A modern RAG ingestion pipeline from Nvidia
Project description
Quick Start for NeMo Retriever Library
NeMo Retriever Library is a retrieval-augmented generation (RAG) ingestion pipeline for documents that can parse text, tables, charts, and infographics. NeMo Retriever Library parses documents, creates embeddings, optionally stores embeddings in LanceDB, and performs recall evaluation.
This quick start guide shows how to run NeMo Retriever Library in library mode, directly from your application, without Docker. In library mode, NeMo Retriever Library supports two deployment options:
- Load Hugging Face models locally on your GPU.
- Use locally deployed NeMo Retriever NIM endpoints for embedding and OCR.

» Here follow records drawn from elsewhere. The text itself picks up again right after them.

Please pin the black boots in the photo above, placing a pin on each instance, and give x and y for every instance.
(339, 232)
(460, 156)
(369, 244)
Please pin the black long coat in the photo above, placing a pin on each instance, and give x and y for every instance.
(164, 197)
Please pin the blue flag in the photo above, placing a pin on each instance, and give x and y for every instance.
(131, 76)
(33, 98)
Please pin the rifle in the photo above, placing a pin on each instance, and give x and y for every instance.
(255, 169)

You’ll set up a CUDA 13–compatible environment, install the library and its dependencies, and run GPU‑accelerated ingestion pipelines that convert PDFs, HTML, plain text, and audio into vector embeddings stored in LanceDB, with optional Ray‑based scaling and built‑in recall benchmarking.
Prerequisites
Before you start, make sure your system meets the following requirements:
- The host is running CUDA 13.x so that
libcudart.so.13is available. - Your GPUs are visible to the system and compatible with CUDA 13.x.
If optical character recognition (OCR) fails with a
libcudart.so.13error, install the CUDA 13 runtime for your platform and updateLD_LIBRARY_PATHto include the CUDA lib64 directory, then rerun the pipeline.

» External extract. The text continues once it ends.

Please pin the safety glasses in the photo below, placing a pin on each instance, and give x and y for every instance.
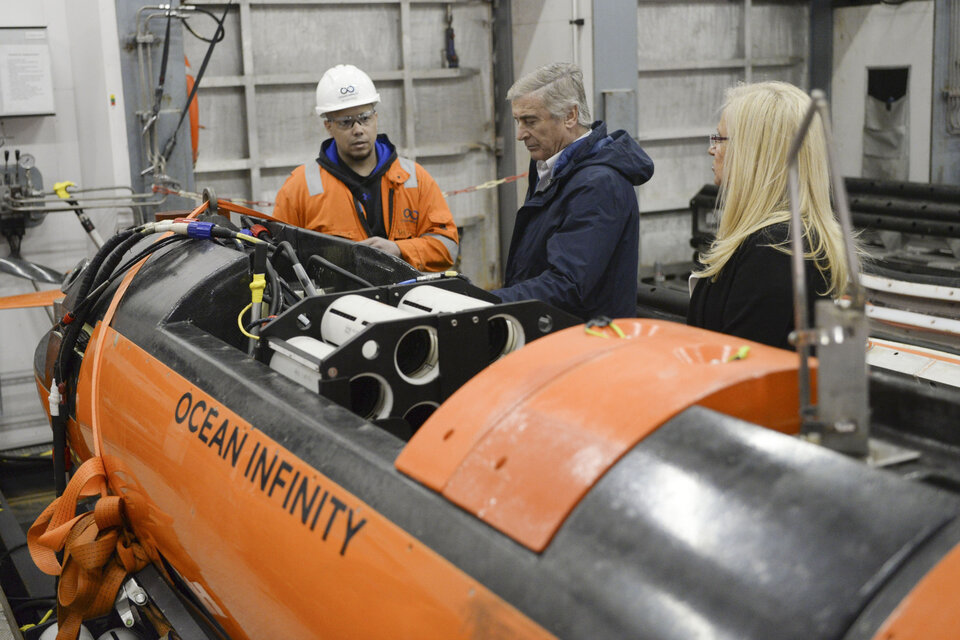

For example, the following command can be used to update the LD_LIBRARY_PATH value.
export LD_LIBRARY_PATH=${LD_LIBRARY_PATH}:/usr/local/cuda/lib64
Setup your environment
Complete the following steps to setup your environment. You will create and activate isolated Python and project virtual environments, install the NeMo Retriever Library and its CUDA 13–compatible GPU dependencies, and then run the ingestion, benchmarking, and audio pipelines to validate the full setup.
- Create and activate the NeMo Retriever Library environment
Before installing NeMo Retriever Library, create an isolated Python environment so its dependencies do not conflict with other projects on your system. In this step, you set up a new virtual environment and activate it so that all subsequent installs are scoped to NeMo Retriever Library.
In your terminal, run the following commands from any location.
uv venv .nemotron-ocr-test --python 3.12
source .nemotron-ocr-test/bin/activate
uv pip install -i https://test.pypi.org/simple/ --extra-index-url https://pypi.org/simple nemo-retriever
This creates a dedicated Python environment and installs the nemo-retriever PyPI package, the canonical distribution for the NeMo Retriever Library.
- Install NeMo Retriever Library and Dependencies
Install the latest nightly builds of the NeMo Retriever Library so you can test the most recent features and fixes before they are rolled into a stable release.
In this step, you install the core library, its API layer, and the client package, ensuring the ingestion pipeline and related tooling all come from a consistent, up‑to‑date version set.
In your terminal, run the following commands from any location.
uv pip install -i https://test.pypi.org/simple nemo-retriever==2026.3.3.dev20260303 nemo-retriever-api==2026.3.3.dev20260303 nemo-retriever-client==2026.3.3.dev20260303 --no-deps
uv pip install nemo-retriever nemo-retriever-api nemo-retriever-client
These packages provide the ingestion pipeline and APIs used by NeMo Retriever Library until everything is consolidated under the single nemo-retriever surface.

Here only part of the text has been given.